Enerji verimliliği tedbir ve uygulamaları hâlâ zayıf
Türkiye halkının yüzde 55,9’u enerji verimliliğini doğru tanımlarken, yüzde 29,1’i enerji verimliliği ve tasarrufu arasındaki farkı bilmediğini ifade etti. Öte yandan, evlerinde ısı yalıtımı bulunanların oranı yüzde 49,1 iken enerji tüketimini azaltmak ve enerji verimliliği sağlamak için tedbir uygulayanların oranı yüzde 38,4 olarak kaydedildi. Tedbir almayanların tedbir almama nedenleri arasında ise ilk üçte, bu konu hakkında yeterli bilgisinin olmaması (yüzde 29,9), uygun kredinin bulunamaması (yüzde 22,6) ve tedbir uygulama maliyetlerinin yüksek olması (yüzde 20,3) geldi.
Enerji tercihlerinde güneş ve doğalgaz öne çıkıyor
“Maliyetleri aynı ve kolaylıkla erişebilir olsalardı, evdeki ısınma, soğutma, pişirme, sıcak su, aydınlatma, elektrikli ev aletleri kullanımı amaçlı enerji ihtiyaçlarınızı karşılamak için hangilerini kullanmayı tercih ederdiniz?” sorusuna verilen cevaplardan pozitif değerler toplamı en fazla olanlar, yüzde 63 ile güneş, yüzde 62,2 ile doğalgaz, yüzde 57,4 ile rüzgâr oldu. “Bunlardan hangisini kullanmayı en çok tercih edersiniz?” sorusuna ise, yüzde 37,8 oranında güneş, yüzde 26,8 oranında doğalgaz, yüzde 7,8 oranında hidroelektrik cevabı verildi.
Yenilenebilir enerji kaynağını tercih edenlere bu tercihin nedenleri sorulduğunda, pozitif değerler toplamı en fazla olan cevaplar şöyle sıralandı: “Çocuklarım ve torunlarımın geleceğini düşünüyorum” (yüzde 94,4), “temiz ve çevre dostu” (yüzde 93,9), “dünyada geleceğin yakıtı” (yüzde 93,4). Evde sadece ısınma amaçlı enerji ihtiyacını karşılamak için doğalgazı tercih edenlerin oranı yüzde 50,4, elektriği tercih edenlerin oranı ise yüzde 16,9 oldu. Elektrik ihtiyacını karşılamak için tercih edilen en öncelikli enerji kaynağı ise doğalgaz (yüzde 37,7) ve güneş (yüzde 17,9). “Gelecekte Türkiye için en önemli bulunan enerji kaynağı” olarak sırasıyla doğalgaz diyenlerin oranı yüzde 30,4, güneş diyenlerin oranı yüzde 22,8 olurken petrol diyenlerin oranı yüzde 10,6’da kaldı.

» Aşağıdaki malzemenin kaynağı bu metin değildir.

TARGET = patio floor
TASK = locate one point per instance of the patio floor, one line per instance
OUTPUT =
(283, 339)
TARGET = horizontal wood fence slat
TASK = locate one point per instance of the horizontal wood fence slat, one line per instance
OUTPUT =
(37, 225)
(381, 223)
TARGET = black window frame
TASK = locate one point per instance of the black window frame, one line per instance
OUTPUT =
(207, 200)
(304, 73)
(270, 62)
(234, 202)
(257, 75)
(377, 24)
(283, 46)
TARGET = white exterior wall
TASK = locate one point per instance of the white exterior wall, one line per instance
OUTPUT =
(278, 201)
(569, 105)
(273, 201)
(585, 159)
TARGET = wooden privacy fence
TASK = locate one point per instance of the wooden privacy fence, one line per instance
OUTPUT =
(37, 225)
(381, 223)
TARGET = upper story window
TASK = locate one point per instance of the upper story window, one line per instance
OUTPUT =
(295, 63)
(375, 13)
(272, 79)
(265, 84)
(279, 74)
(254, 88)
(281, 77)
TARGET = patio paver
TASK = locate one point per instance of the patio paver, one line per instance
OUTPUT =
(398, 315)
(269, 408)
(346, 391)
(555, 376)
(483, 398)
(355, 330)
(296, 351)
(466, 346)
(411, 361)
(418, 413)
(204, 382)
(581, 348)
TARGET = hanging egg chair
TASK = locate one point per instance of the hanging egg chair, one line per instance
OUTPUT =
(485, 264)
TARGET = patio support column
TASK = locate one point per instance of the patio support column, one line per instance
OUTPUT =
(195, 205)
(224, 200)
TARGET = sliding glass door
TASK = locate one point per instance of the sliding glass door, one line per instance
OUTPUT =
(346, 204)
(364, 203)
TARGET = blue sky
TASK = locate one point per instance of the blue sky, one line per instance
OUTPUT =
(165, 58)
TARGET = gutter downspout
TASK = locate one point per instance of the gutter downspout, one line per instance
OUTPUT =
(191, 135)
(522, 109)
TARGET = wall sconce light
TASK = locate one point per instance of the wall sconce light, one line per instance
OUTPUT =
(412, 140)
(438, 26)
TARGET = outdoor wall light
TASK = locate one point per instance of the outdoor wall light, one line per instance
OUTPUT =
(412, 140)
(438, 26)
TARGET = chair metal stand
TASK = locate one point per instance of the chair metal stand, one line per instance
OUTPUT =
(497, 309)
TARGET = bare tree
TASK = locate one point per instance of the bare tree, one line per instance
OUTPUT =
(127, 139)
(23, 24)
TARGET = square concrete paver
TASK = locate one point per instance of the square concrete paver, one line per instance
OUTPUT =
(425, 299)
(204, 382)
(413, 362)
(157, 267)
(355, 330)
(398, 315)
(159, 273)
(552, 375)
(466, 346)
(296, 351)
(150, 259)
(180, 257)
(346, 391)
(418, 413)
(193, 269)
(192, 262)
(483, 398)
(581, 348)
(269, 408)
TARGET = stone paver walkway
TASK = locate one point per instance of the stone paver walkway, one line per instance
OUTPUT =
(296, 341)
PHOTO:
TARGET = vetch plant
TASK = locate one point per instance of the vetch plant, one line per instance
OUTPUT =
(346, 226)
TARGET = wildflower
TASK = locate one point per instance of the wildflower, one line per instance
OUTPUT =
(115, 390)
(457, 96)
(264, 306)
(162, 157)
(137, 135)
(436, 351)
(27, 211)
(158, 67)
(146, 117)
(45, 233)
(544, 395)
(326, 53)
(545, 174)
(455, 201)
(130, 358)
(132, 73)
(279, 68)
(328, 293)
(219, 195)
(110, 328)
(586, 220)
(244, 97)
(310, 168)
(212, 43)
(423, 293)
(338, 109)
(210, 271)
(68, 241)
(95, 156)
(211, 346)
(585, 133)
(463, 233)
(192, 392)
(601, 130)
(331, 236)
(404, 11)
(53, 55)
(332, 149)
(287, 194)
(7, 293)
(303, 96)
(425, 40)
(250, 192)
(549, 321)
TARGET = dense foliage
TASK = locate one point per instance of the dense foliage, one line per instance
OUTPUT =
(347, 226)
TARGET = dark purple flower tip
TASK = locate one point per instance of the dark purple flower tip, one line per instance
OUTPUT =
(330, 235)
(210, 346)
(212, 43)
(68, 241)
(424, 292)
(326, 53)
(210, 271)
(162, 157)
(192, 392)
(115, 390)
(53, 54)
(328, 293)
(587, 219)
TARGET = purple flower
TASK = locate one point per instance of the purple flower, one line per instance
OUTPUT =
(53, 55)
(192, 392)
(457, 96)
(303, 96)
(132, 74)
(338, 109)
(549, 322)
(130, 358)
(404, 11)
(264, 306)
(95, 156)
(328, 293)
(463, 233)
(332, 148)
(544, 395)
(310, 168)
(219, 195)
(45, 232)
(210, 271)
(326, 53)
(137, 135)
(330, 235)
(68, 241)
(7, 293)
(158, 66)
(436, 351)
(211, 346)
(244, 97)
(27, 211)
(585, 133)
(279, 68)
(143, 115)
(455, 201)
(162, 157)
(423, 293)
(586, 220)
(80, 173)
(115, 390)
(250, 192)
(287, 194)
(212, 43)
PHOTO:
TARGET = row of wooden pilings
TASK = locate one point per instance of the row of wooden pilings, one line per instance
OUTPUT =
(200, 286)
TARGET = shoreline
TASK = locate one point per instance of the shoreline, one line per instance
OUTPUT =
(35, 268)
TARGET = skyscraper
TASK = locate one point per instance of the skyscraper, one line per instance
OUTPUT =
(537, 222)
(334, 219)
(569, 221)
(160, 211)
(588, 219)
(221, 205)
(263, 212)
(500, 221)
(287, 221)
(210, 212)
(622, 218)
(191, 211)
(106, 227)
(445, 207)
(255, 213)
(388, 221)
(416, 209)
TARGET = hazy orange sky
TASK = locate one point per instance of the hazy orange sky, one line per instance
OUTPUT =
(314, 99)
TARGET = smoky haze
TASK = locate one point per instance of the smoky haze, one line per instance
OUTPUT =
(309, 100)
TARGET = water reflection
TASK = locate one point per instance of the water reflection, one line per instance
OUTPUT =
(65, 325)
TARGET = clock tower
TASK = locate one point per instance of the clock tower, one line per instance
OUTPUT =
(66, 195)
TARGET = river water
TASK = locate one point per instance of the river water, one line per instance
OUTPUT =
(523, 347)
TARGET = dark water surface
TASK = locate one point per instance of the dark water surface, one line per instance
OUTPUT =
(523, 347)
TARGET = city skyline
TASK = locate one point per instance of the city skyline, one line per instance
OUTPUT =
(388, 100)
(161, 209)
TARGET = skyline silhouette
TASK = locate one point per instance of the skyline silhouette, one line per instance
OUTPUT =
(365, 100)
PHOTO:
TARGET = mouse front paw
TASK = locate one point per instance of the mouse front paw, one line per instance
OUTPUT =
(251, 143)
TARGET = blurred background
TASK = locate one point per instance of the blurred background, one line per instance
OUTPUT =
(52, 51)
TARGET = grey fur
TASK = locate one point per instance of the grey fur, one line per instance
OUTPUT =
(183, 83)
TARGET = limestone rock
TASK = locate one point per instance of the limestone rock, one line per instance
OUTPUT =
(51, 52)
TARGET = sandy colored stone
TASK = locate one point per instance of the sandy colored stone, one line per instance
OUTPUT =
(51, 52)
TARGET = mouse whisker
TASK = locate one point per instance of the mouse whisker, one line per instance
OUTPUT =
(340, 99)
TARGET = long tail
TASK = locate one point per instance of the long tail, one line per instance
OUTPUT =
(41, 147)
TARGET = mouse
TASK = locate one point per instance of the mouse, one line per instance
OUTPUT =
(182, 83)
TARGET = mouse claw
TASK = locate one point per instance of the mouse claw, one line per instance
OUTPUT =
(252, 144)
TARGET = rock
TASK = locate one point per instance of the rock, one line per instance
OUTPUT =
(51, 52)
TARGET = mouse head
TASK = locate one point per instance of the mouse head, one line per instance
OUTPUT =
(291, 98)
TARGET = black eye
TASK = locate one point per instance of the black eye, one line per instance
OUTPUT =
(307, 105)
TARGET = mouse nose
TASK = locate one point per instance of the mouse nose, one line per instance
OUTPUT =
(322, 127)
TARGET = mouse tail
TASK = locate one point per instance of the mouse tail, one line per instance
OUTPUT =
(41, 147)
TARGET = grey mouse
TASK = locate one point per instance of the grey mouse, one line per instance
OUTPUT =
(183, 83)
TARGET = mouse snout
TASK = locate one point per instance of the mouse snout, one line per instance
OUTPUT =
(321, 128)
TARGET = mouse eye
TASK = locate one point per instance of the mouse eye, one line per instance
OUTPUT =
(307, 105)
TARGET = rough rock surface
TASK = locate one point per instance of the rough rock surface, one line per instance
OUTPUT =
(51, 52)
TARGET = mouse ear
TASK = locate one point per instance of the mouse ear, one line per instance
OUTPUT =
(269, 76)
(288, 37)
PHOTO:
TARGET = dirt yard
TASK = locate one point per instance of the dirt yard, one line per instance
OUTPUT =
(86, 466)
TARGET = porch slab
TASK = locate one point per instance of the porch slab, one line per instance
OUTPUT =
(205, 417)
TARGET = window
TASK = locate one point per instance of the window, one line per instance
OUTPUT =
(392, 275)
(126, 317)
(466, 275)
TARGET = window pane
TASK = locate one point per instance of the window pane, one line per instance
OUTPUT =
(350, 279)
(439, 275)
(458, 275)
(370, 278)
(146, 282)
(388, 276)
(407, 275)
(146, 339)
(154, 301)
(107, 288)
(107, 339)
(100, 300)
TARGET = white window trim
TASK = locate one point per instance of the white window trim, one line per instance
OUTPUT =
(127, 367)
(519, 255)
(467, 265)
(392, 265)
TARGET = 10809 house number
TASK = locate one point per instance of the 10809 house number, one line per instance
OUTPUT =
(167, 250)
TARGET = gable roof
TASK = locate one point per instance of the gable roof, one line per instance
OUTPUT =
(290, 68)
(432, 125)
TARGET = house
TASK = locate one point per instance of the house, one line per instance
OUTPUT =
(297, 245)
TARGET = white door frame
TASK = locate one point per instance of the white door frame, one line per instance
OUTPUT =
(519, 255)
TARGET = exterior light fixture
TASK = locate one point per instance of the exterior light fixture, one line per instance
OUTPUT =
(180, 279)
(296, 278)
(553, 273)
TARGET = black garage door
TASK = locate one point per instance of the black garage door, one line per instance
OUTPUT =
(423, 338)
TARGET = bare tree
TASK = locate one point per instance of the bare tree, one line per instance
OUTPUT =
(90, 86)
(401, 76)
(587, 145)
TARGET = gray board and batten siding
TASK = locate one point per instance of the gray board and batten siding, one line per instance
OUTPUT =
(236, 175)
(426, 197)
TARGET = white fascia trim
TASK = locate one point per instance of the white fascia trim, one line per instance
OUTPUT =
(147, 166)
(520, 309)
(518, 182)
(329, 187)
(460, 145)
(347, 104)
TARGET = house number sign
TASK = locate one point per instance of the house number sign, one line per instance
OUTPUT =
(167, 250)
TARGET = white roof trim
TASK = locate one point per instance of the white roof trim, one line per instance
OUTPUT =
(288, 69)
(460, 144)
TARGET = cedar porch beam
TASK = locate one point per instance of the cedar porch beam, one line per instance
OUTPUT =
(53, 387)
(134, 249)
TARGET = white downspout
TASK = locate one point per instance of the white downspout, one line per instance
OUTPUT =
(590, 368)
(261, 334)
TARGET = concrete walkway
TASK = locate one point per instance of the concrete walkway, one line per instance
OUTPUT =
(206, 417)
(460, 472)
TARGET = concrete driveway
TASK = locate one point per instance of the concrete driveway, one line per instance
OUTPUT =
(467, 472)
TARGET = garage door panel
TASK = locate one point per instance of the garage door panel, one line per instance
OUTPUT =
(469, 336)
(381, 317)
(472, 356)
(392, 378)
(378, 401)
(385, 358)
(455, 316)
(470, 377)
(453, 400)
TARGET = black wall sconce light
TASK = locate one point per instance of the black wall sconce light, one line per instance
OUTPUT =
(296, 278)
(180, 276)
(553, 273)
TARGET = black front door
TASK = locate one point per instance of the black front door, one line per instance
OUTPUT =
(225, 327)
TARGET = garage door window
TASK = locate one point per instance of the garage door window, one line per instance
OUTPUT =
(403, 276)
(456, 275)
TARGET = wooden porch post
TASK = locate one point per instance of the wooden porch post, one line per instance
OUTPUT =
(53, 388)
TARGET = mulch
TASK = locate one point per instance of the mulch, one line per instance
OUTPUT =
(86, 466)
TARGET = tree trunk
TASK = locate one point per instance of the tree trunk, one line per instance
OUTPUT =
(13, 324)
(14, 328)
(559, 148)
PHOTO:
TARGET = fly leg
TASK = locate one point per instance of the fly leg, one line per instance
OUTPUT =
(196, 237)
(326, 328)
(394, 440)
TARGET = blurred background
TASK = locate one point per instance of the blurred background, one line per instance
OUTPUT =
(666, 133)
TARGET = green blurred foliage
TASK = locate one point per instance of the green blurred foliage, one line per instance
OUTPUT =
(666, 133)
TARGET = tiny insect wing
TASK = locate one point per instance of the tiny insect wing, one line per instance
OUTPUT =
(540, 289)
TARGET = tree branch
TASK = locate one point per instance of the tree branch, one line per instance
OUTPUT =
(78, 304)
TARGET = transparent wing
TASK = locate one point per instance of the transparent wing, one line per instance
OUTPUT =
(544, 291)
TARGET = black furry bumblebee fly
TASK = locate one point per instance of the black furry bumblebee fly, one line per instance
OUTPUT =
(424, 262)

Çatı üzeri güneş sistemlerinde kurulum maliyetleri endişe yaratıyor
Doğalgaz her açıdan tercih edilmesine rağmen, katılımcıların yaşadıkları konutta çatı ve cephe güneş panellerinden elektrik üreten bir sistemin bulunması oranı sadece yüzde 16,7 oldu. Yüzde 83,3’ünde bu tür sistemlerin olmamasının nedeni olarak “kurulum maliyetlerinin yüksek olması” (yüzde 28,1), “oturulan binanın bu sistemler için uygun olmaması” (yüzde 26,3) ve “komşularla ortak karara varılamamış olması” (yüzde 25,3) gösterildi. “Konutunuzda çatı ve cephe güneş panellerinden elektrik üretim sistemleri kurulması hakkında ne düşünüyorsunuz?” sorusuna ise katılımcıların yüzde 33’ü “konu hakkında yeterli bilgim yok”, yüzde 29,8’i de “uygun bütçe/kredi bulabilirsem kullanırım” yanıtlarını verdi.
Katılımcılara yaşadıkları il sınırları içinde hangi tip santrallerin kurulmasını destekleyecekleri sorulduğunda yüzde 58,7’si rüzgar, yüzde 55,4’ü güneş, yüzde 50,1’i doğalgaz cevabı verirken, jeotermal (yüzde 41,9), kömür (yüzde 34,5) ve nükleer (yüzde 28,8) enerji santrallerinin oranı genele kıyasla düşük kaldı.